Solorio v. United States, 483 U.S. 435 (1987)

JUSTICE STEVENS, concurring in the judgment.

Today’s unnecessary overruling of precedent is most unwise. The opinion of the United States Court of Military Appeals demonstrates that petitioner’s offenses were sufficiently "service-connected" to confer jurisdiction on the military tribunal. Unless this Court disagrees with that determination -- and I would be most surprised to be told that it does -- it has no business reaching out to reexamine the decisions in O’Callahan v. Parker, 395 U.S. 258 (1969), and Relford v. Commandant, U.S. Disciplinary Barracks, 401 U.S. 355 (1971).
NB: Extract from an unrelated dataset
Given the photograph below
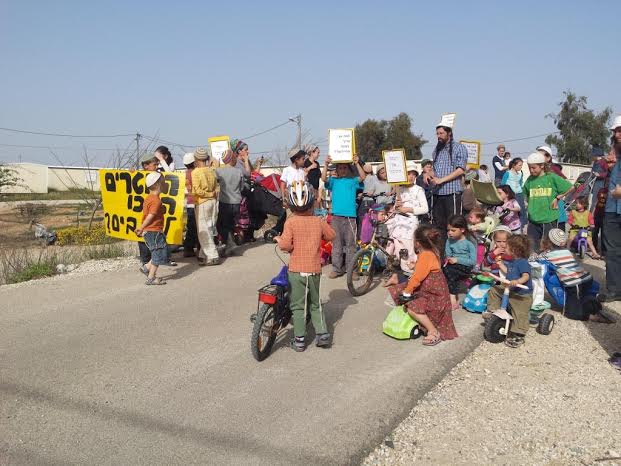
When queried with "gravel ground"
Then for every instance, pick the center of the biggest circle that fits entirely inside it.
(554, 401)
While there might be some dispute about the exact standard to be applied in deciding whether to overrule prior decisions, I had thought that we all could agree that such drastic action is only appropriate when essential to the disposition of a case or controversy before the Court.* The fact that any five Members of the Court have the power to reconsider settled precedents at random does not make that practice legitimate.

For the reasons stated by the Court of Military Appeals, I agree that its judgment should be affirmed.

* Even in its brief proposing the reconsideration of O’Callahan, the United States asked the Court to reconsider that decision only in the event that the Court disagrees with the United States’ submission that petitioner’s acts of sexual assaults on military dependents are service related. Brief for United States 28.